Sullivan's "Robert A. Heinlein: Reinventing Series SF in the 1950s"
was published in Extrapolation 47.1 (Spring 2006). According
to Sullivan, "[This is] an expanded version of a paper presented at the
2005 International Conference on the Fantastic in the Arts, and ... argues
that Heinlein did not follow the Tom Swift model that had been popular
for 40 years but reinvented juvenile series science fiction by creating
new main characters in each book, by plotting the exploration of outer
space to echo America's westward movement, by creating female and alien
characters that were unusual for science fiction at that time, and by including
cultural referents and challenging concepts in each book." Sullivan
maintains, "Heinlein's juveniles are still the best science fiction books
for young adult readers."
Ylce
Irizarry's "Doubly troubling narratives: Writing 'the oppression of
possibility in Puerto Rico and Cuba" appears in Comparative American
Studies 4 (2006).

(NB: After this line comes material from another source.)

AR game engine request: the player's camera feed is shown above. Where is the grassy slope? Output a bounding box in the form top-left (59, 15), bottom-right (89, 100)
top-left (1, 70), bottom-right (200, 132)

The abstract reads: "Since the 'boom' of US
ethnic writing, a number of writers have published novels dealing with
the colonial-era Hispanic Caribbean. US-authored novels such as The
Aguero Sisters (Cristina Garcia, 1998) have received little critical
attention in the USA. Similarly, English language novels written
by Hispanic Caribbean authors such as The House on the Lagoon (Rosario
Ferre, 1996) have received even less, if not hostile, critical attention
from Caribbean scholars. Both novels locate the origins of Caribbean
modernity in the violent movement from Iberian colonialism to US neo-colonialism.
By comparing these novels' narrative concerns about writing, history and
race, the complex relationship between 'possibility' and 'violence' they
depict is delineated. Such texts reflect a growing corpus of historical
fiction about the Hispanic Caribbean and complicate the flawed and persistent
schism between US Latina and Latin American literary traditions."